# Just bought my first restoration project!



## ThePreacherMan (Apr 5, 2020)

Hey everyone! 

Just purchased my first vintage cruiser to work on and I'm super excited! I have a few questions though about what you would prioritize!

Surface rust and getting the headlight to function will be my first piece of business, but what do you think I should do with the seat? It was replaced and I am not a fan of the way it looks. I want to mimic as best I can what the seat would have looked like at the time of production. 

What else would you work on?


----------



## New Mexico Brant (Apr 5, 2020)

Nice!  Congratulations, you did well.


----------



## Archie Sturmer (Apr 5, 2020)

Nice; and looks fairly complete with respect to parts and accessories; and in great condition for a 50+ year old bike.
I would likely swap the added Wald basket to another more plain looking grocery getter bicycle.  The red bike would be for just showing off. 

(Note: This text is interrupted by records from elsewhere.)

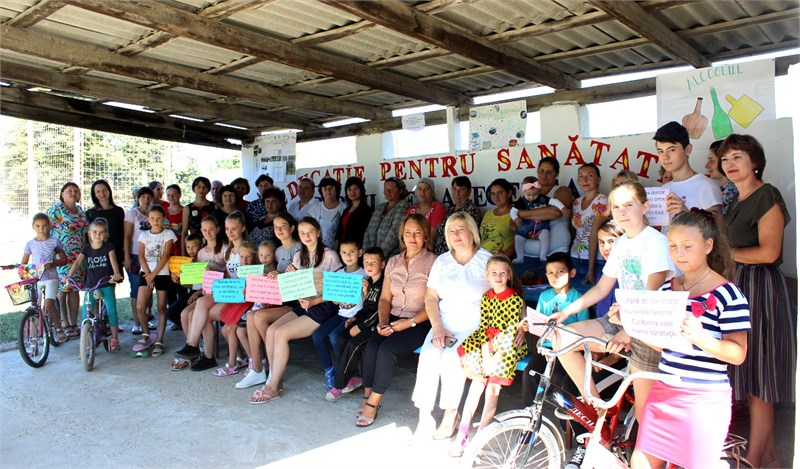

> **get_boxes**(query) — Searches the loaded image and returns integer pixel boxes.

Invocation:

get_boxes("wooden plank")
[0,59,320,130]
[0,25,390,119]
[589,0,711,68]
[5,0,65,28]
[321,0,580,88]
[68,0,471,105]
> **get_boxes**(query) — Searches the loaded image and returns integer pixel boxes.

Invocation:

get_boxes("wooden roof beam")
[0,25,391,119]
[68,0,472,105]
[320,0,580,88]
[589,0,711,68]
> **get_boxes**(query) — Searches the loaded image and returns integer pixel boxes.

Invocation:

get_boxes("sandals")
[356,402,381,428]
[212,363,239,378]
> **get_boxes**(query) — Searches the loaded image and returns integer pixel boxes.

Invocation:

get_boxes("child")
[631,210,750,468]
[20,213,67,344]
[325,246,386,402]
[553,181,675,415]
[511,176,550,264]
[62,218,124,352]
[450,256,528,457]
[311,238,364,391]
[136,204,178,357]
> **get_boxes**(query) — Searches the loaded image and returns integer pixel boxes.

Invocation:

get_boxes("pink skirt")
[636,381,731,469]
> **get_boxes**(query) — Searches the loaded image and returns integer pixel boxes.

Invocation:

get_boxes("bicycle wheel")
[80,321,95,371]
[17,309,50,368]
[462,417,564,469]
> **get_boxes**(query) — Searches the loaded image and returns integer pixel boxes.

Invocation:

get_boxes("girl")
[20,213,67,344]
[450,256,528,457]
[62,218,123,352]
[175,211,247,371]
[552,181,675,415]
[236,212,302,389]
[250,217,342,404]
[632,210,750,468]
[136,204,178,357]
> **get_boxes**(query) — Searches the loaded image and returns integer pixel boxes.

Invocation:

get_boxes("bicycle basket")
[6,279,36,306]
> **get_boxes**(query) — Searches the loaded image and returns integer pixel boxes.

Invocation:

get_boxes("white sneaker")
[236,368,267,389]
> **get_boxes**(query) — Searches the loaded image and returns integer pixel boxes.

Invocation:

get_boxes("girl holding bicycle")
[61,218,122,352]
[632,210,750,468]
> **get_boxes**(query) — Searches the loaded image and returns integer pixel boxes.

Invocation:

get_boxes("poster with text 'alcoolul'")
[656,59,775,142]
[469,100,528,151]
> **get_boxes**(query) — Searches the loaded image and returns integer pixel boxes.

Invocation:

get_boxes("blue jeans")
[311,314,347,370]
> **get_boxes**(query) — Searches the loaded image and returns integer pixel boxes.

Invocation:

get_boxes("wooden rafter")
[320,0,580,88]
[0,25,390,119]
[68,0,471,105]
[589,0,711,68]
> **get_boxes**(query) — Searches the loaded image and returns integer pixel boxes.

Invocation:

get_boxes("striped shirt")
[658,281,750,388]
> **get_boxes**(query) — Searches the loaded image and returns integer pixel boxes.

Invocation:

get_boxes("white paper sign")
[402,113,425,130]
[644,187,669,226]
[615,289,692,352]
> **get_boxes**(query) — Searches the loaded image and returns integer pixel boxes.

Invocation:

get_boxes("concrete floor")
[0,322,794,469]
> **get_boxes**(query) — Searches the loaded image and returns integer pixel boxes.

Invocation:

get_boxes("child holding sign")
[632,210,750,467]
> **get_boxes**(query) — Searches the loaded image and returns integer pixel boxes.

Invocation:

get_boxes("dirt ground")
[0,325,794,469]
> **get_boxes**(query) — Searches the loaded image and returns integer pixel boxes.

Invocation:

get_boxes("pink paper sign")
[203,270,225,295]
[244,275,283,305]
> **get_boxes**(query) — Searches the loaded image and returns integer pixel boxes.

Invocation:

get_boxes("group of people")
[18,122,796,467]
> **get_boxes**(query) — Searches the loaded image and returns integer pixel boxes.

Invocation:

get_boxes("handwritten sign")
[616,289,692,352]
[244,275,283,305]
[236,264,264,278]
[213,278,245,303]
[167,256,192,275]
[322,272,363,305]
[644,187,669,226]
[181,262,211,285]
[202,270,225,295]
[278,269,317,301]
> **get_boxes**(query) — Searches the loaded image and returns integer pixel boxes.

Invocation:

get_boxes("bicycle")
[462,321,753,469]
[0,264,61,368]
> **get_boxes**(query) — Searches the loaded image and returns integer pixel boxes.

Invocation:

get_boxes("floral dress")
[47,202,89,292]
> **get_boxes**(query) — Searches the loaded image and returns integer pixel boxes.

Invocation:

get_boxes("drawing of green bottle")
[711,88,733,140]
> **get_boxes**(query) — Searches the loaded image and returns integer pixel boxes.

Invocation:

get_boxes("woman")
[248,187,286,246]
[356,213,438,427]
[717,134,797,467]
[245,174,274,223]
[478,179,521,259]
[706,140,739,215]
[411,212,494,441]
[406,179,447,250]
[308,178,345,251]
[47,182,89,337]
[364,177,408,258]
[336,176,372,246]
[214,186,253,233]
[433,176,483,255]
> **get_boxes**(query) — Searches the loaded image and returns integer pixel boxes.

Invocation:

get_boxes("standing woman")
[47,182,89,337]
[717,134,797,467]
[411,212,494,441]
[181,176,216,256]
[364,177,408,258]
[336,176,372,249]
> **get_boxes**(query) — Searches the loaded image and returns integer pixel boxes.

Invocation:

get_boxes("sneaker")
[189,355,217,371]
[564,446,586,469]
[236,368,267,389]
[325,367,336,391]
[342,377,363,394]
[325,388,342,402]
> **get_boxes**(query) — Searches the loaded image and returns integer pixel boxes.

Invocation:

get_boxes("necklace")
[681,267,711,291]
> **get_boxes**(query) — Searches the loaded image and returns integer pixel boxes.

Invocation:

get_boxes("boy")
[653,122,722,221]
[325,246,386,402]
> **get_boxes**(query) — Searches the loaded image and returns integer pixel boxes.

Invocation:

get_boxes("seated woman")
[356,213,436,427]
[411,212,494,441]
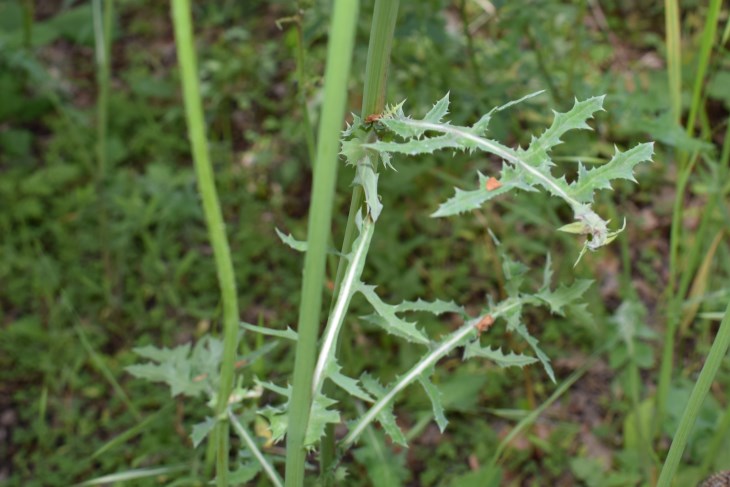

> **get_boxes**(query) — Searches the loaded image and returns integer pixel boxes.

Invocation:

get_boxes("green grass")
[0,0,730,487]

Agree that the funky seats in those days were also not heavy weight, but may have been original to 1960s bikes. 
Also, agree with the *Huffman *make, as indicated in the other thread.


----------



## Rides4Fun (Apr 5, 2020)

Nice bike that you picked up!  Hope that you will post some more photos as you work on the project.  As far as the seat, I would think about posting an add in the want add section of the forum to see if someone may be able to help out.


----------



## JLF (Apr 5, 2020)

Good looking project, congratulations!


----------



## GTs58 (Apr 5, 2020)

If you plan on riding this then I would suggest a seat like this that has more spring that can carry more than a 90# kid. 









						Vintage Schwinn Cruiser Bicycle Black Mesinger Seat Saddle #2  | eBay
					

<p>Vintage Mesinger Black Seat Saddle Schwinn Cruiser. Condition is Used in very nice condition. Beautiful cover in good condition with a few scuffs. Great rider seat; very sturdy, should last another 50 years! Underside was cleaned and painted a while back. Shipped with USPS Priority mail.</p>



					rover.ebay.com


----------



## rustNspokes (Apr 5, 2020)

That red/white seat might be correct depending on the year, but I would agree that you probably want something more comfortable for a rider.


----------



## ThePreacherMan (Apr 5, 2020)

rustNspokes said:


> That red/white seat might be correct depending on the year, but I would agree that you probably want something more comfortable for a rider.



It is hard to see in the pics, but it's a newer weird fabric cut that is definitely an attempt to match the colors of the bike but not quite


----------



## GTs58 (Apr 5, 2020)

ThePreacherMan said:


> It is hard to see in the pics, but it's a newer weird fabric cut that is definitely an attempt to match the colors of the bike but not quite




I'm not up to speed on this make and model but I'm thinking that seat is original and common these and on the Murray built bikes.


----------



## Sven (Apr 5, 2020)

Nice score!


----------



## ThePreacherMan (Apr 5, 2020)

GTs58 said:


> I'm not up to speed on this make and model but I'm thinking that seat is original and common these and on the Murray built bikes.
> 
> View attachment 1168384



Oh wow! It just looks....out of place for some reason, maybe because it hasn't faded as much as the paint job


----------